Email me if you have questions and please put me on the chain: dylan.willett8 at gmail dot com as well as taiwanheg@gmail.com. I coach for the Asian Debate League. I debated for UMKC. In college, I mostly went for framework, topic DAs, and an assortment of topic critiques. As a coach I mostly have spent the last year working on random policy stuff, but have spent a lot of time working with critical approaches to the topic as well.
Be bold, read something new, it will be rewarded if you do it well. Analysis of evidence is important. I have found that over the past few years I have grown my appreciation for more of the policy side of research not in an ideological lean, but rather I am not starting from negative with process counterplans, I appreciate clever disadvantages, etc. If you have good cards, I am more willing to reward that research and if you do something new, I will definitely be happy.
I begin my decisions by attempting to identify what the most important arguments are, who won them, and how they implicate the rest of the debate. The more judge instruction, including dictating where I should begin my decision by showing me what is most important will help determine the lens of how I read the rest of the arguments
I find that I am really annoyed by how frequently teams are asking major flow clarifications like sending a new file that removes the evidence that was skipped. Please just flow, if there is an actual issue that warrants a question its obviously ok, but in most situations it comes across as not paying attention to the speeches which is a bit frustrating.
I like good, strategic cross-ex. If you pay attention and prepare for your cx, it pays dividens in points and ballots. Have a plan. Separate yourself and your arguments here!
I am a big fan of case debates that consist of a lot of offense – impact turns or link turns are always better than just pulling from an impact d file.
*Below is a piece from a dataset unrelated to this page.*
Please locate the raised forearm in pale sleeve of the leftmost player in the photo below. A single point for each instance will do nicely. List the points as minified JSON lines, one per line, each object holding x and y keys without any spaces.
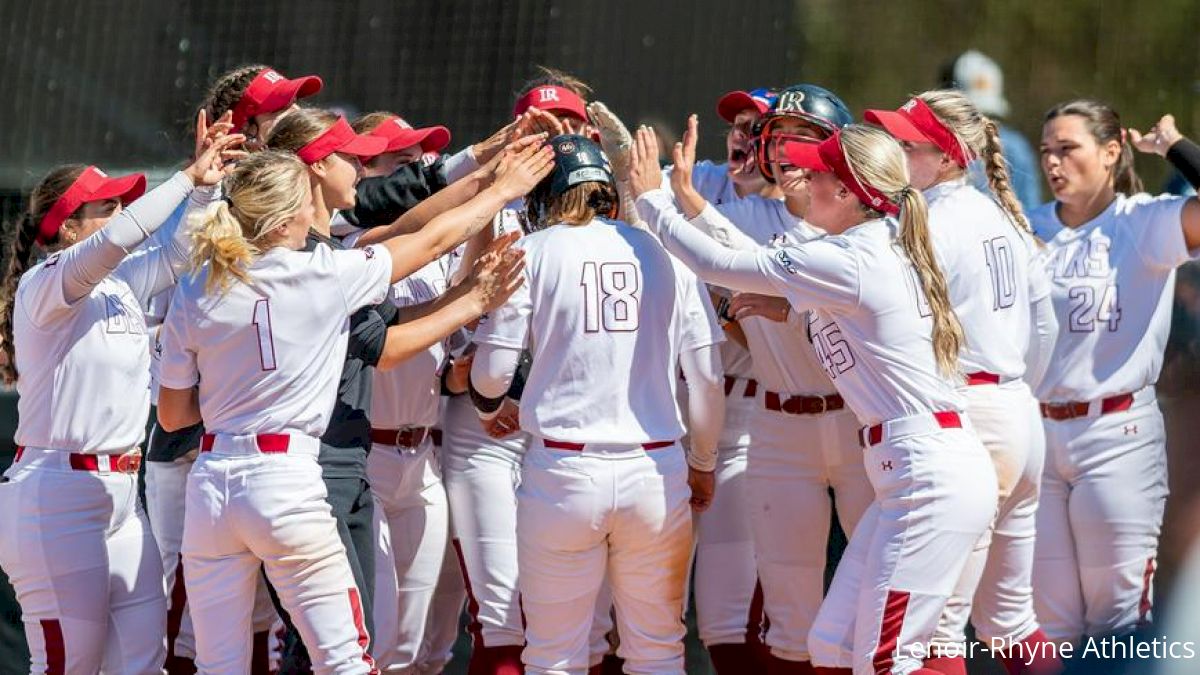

I think that I mostly lean negative on theory arguments – I would be really sad if I had to parse through a huge theory debate like condo, but am willing. I think I start from a predisposition that condo, PICs, etc are okay, and change based off the theory debate as it develops. I think theory is an important part of an affirmative strategy versus good, and especially cheaty, counterplans. I don't think education is a super persuasive argument in theory debates I have found. Way easier to go for some type of fairness argument and compare internal links versus going for some abstract notion about how conditionality benefits or hurts "advocacy skills".
In framework debates, the best teams spend a lot of their speeches on these flows answering the nuanced developments of their opponents. AFF or NEG teams that just say a different wording of their original offense in each speech are setting themselves up to lose. I am interested in hearing what debates would look like under each model. I like education arguments that are contextual to the topic and clever TVAs and impact turns are good ways to get my ballot while making the debate less stale. I find the framework teams that lose my ballot most are those that refuse to turn (on the link level or impact level, in appropriate manner) AFF offense. I find the K AFF teams that lose my ballot most are those that don't double down on their offense and explain how the NEGs impacts fit in your depiction of how debate operates.
Ks, DAs, CPs, T, FW, etc are all fine to read and impact turn – as long as I am judging a round where there is some attention to strategy and arguments are being developed, I will be happy. Definitely willing to vote on zero risk of a link.